Non sorprende che la madre sia evocata, invece, col simbolo femminino per antonomasia, la luna, che sovrintende e misura il tempo cosmico con le fasi cicliche della sua eterna trasformazione. Simbolo di procreazione e di continuità, nei confronti della ma­dre scatta immediatamente, da parte della figlia, l’identificazione consustanziale: i gesti minimi / di un’esistenza / che in me si ripeteranno / inavvertitamente, perché tuoi. Se al padre tocca in pertinenza rappresentativa un simbolo marino, la medusa, alla madre toccano, invece, una pluralità di simboli terragni, espressioni di bellezza e fecondità, cioè i fiori: pre­cisamente, la stella di Natale, il non-ti-scordar-di-me, la stella alpina, la ninfea bianca, per arrivare fino a quelli che hanno una cittadinanza poetica possentemente marcata, come sono l’anemone, il narciso e, al sommo della gerarchia, si collocherà ovviamente la rosa, emblema dell’intimità sessuale e sensuale della donna.
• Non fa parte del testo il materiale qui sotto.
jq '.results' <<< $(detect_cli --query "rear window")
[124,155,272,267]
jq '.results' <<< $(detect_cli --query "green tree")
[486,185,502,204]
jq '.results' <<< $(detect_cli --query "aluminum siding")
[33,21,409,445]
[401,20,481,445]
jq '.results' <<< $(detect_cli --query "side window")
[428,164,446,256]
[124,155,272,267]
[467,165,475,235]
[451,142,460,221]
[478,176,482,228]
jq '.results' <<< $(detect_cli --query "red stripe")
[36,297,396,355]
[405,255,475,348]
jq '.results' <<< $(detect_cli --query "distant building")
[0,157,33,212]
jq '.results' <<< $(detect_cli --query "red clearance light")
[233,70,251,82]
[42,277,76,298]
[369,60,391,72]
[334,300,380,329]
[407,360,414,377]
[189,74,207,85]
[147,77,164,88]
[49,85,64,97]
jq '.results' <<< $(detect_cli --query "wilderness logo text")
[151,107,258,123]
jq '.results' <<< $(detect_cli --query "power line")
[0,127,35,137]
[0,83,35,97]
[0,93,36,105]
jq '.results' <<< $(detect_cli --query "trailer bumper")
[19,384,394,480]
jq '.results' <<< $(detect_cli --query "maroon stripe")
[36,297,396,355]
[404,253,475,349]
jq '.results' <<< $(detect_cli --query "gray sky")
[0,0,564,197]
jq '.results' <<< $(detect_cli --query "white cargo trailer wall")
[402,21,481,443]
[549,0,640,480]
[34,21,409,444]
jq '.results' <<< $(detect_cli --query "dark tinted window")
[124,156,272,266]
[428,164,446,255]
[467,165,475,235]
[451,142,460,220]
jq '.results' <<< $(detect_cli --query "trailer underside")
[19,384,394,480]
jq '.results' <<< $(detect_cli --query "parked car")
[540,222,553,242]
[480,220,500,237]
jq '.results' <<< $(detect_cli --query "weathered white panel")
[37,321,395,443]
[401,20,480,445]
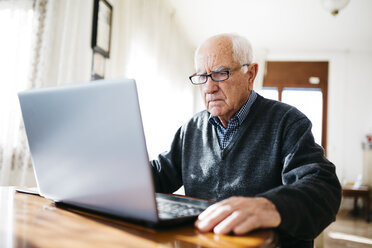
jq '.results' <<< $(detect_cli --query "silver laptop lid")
[19,79,158,222]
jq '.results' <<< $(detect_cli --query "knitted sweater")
[151,95,341,247]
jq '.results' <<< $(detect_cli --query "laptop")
[18,79,213,227]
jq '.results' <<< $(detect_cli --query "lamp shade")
[322,0,350,15]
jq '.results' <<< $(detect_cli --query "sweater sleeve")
[261,117,341,240]
[151,128,183,193]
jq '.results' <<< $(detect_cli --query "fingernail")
[197,221,207,228]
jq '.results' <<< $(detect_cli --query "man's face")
[196,38,253,126]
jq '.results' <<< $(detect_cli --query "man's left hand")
[195,197,281,235]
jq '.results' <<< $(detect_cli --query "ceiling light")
[322,0,350,16]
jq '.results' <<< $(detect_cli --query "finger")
[196,205,233,232]
[198,203,221,220]
[198,199,229,220]
[232,215,261,235]
[213,211,247,234]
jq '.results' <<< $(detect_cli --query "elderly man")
[151,34,341,247]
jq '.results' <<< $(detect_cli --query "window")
[258,61,328,149]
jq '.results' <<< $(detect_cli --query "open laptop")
[18,79,212,226]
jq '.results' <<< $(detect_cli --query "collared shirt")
[208,90,257,149]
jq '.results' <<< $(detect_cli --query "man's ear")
[248,63,258,90]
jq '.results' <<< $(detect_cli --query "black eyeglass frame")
[189,64,249,85]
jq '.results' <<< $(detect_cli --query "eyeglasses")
[189,64,249,85]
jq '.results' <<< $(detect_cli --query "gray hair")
[194,33,253,73]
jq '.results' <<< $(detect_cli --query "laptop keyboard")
[156,198,204,219]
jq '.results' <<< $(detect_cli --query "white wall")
[268,51,372,183]
[106,0,194,159]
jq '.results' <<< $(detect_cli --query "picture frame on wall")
[92,0,112,58]
[91,51,106,80]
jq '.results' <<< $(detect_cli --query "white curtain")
[108,0,195,158]
[253,48,268,91]
[0,0,93,186]
[0,0,35,185]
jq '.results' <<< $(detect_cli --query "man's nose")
[203,77,218,94]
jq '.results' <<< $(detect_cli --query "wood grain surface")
[0,187,276,248]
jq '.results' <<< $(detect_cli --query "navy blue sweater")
[151,95,341,247]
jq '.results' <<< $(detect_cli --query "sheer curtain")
[107,0,195,158]
[0,0,35,185]
[0,0,93,186]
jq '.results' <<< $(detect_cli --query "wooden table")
[342,186,371,222]
[0,187,277,248]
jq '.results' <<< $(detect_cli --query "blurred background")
[0,0,372,247]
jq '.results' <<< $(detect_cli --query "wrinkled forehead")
[195,38,235,73]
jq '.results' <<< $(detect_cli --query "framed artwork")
[92,0,112,58]
[91,51,106,80]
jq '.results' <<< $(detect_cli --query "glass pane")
[282,88,323,145]
[256,87,279,101]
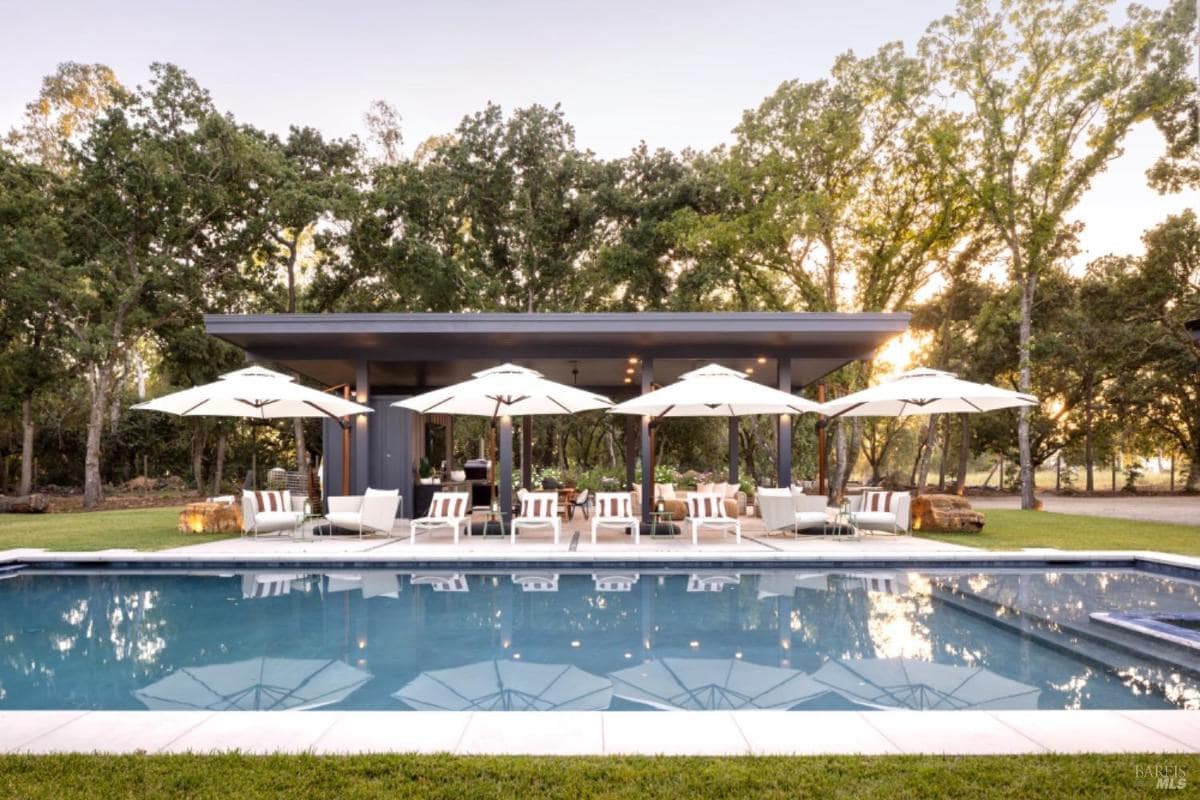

Non è un caso se la rosa, inoltre, viene richiamata alla memoria letteraria proprio citando la celeberrima narrazione di tal Cielo d’Alcamo, rosa fresca aulentissima, e la ghiotta tradizione del contrasto d’amore che nasce e che si sviluppa in un equivoco ammiccamento di espressioni e di modi tipici sia dello stile alto sia dello stile basso, in una nebbia di segni poliespressivi poetici che fornirono lo spunto a Dario Fo per guadagnarsi buona parte del suo Nobel per la letteratura con l’ideazione di Mistero buffo. Maero proprio in questo intende fornirci il suo preciso segnale di navigazione poetica: nel cercare l’autenticità della poesia non nel rigore astratto dello stile, ma nella plasticità fungibile che il testo deve avere per rendersi interfaccia interagente tra i diversi aspetti della realtà e il soccorso citativo che fornisce la memoria letteraria che tale realtà descrive.